Yesterday I created a new personal web site, TomAbate.com, or more accurately Tim Bishop whipped it together while I watched and did the small stuff. Tim also activated a new email contact, tom (at) tomabate (dot) com. I was long overdue for a central place to establish my identity in cyberspace. This blog represents just one of my interests and it behooved me to have a more rounded representation of who I am and what I hope to do.
The addition of a personal web site is the second recent upgrade to my digital persona. Regular readers will have noticed that this site was entirely redesigned in the spring by Charlotte Yee, who took many, many hours away from launching a business (preserving mementos of children’s art) whilst contesting her forced exit from her former job as an economist for the Bureau of Labor Statistics.
It has been my great good fortune to have friends like this to assist me but the flip side of that truth is that I am pretty helpless on my own in picking up new technological tricks. Tim, for instance, has been chiding me for not getting onto the telegraphic messaging service, Twitter, of which I am certainly aware — but do not use. I was made aware of Twitter last spring at the Society for New Communications Research conference in Las Vegas, where Ted Shelton, Chris Heuer and other social media entrepreneurs were Twitting (or is it Tweeting) like crazy. And I see the use for a blas message service of this sort if you have been, say, imprisoned in Egypt.

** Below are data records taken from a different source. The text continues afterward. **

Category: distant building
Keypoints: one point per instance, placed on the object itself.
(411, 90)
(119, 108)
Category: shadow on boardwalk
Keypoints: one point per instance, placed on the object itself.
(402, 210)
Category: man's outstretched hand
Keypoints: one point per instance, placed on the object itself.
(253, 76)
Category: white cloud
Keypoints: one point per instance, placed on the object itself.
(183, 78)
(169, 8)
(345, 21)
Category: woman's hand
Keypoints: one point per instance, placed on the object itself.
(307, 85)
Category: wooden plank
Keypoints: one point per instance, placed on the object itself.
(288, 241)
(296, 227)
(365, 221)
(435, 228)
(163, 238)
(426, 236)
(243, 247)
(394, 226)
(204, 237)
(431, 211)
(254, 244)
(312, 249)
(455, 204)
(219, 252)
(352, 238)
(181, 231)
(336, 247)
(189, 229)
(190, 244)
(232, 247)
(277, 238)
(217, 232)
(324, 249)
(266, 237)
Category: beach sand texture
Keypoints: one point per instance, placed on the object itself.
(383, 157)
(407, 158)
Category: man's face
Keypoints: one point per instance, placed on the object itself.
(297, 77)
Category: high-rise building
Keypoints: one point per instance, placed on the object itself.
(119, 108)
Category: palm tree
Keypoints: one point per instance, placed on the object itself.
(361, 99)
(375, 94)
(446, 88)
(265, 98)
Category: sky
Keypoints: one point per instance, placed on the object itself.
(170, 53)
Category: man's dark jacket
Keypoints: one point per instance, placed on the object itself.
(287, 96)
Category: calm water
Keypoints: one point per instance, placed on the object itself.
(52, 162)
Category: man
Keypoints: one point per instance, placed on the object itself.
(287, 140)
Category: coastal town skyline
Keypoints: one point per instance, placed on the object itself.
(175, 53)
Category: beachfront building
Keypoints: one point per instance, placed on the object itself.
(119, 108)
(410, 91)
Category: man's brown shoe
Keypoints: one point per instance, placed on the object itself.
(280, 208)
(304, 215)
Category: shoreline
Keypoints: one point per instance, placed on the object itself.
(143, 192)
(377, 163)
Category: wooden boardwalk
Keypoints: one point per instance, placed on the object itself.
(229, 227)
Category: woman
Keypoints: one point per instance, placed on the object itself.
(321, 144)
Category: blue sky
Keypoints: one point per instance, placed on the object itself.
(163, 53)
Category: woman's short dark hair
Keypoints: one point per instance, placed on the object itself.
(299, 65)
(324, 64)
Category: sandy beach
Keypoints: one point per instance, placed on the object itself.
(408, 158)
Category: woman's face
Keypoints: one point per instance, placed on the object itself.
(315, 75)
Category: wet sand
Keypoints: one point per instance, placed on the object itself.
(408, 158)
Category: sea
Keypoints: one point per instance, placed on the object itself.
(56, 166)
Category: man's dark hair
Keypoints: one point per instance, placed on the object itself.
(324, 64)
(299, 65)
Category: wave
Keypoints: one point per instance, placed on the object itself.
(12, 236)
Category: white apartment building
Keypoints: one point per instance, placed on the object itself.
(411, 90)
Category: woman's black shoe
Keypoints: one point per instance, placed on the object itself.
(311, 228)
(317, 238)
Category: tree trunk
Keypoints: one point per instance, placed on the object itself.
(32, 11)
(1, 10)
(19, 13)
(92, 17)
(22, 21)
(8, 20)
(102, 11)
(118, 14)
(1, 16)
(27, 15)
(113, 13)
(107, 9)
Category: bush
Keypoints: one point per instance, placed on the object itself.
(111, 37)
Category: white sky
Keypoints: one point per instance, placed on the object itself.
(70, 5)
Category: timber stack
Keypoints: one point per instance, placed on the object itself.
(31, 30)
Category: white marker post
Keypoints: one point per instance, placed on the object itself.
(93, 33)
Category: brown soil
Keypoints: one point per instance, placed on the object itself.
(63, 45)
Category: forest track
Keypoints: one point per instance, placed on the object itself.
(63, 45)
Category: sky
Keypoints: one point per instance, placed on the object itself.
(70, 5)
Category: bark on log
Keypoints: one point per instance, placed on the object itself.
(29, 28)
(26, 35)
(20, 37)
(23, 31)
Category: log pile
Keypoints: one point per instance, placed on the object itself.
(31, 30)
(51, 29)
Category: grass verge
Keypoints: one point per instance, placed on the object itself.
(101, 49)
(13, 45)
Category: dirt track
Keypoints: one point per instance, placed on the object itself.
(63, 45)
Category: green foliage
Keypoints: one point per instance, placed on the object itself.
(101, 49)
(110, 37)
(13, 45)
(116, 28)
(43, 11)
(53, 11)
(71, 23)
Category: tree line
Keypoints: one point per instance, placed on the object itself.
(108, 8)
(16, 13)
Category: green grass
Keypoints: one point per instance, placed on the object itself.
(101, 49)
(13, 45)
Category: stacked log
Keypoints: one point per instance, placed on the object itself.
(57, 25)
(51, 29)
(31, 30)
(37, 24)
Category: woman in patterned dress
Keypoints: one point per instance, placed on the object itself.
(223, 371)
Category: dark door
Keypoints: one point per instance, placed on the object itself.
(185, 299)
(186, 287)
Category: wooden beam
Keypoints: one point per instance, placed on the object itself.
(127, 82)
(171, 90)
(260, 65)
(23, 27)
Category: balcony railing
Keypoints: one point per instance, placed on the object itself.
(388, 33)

However, I am not planning to visit Egypt and I do not believe Egyptian authorities have the gall that the American government has manifested with its new policy of extraordinary rendition. (I suppose I might want to Twit or Tweet if I were picked up by U.S. authorities, but habaeus corpus has been suspended so what would be the point of the protest, if the government has put it powers of imprisonment above the law?).
I can imagine business uses for Twitter. Some months ago, for instance, I created a Twitter account after one of my workmates (at the SF Chronicle where I am a business reporter) started a pilot project to test its usefulness on the job but it would take a large and conscious effort to get the tool into wide circulation among the staff and then figure out how and when to use it — as something other than a distraction.
And that is my orientation to digital technology in general — if I don’t use it as a tool, then I avoid it as a distraction. The downside of this attitude is that I end up lagging on projects like building a personal web site. Tim was able to accomplish in a three hours what I had meant to do for a year. Of course Tim likes to “geek out” as he says, so no doubt I am the beneficiary of many hours of learning on his part. I wish I knew a little more about the tools, and I will learn as time and energy allow. Meanwhile I’m just grateful that I have friends who will help me over the technical hurdles of expressing myself in this networked medium.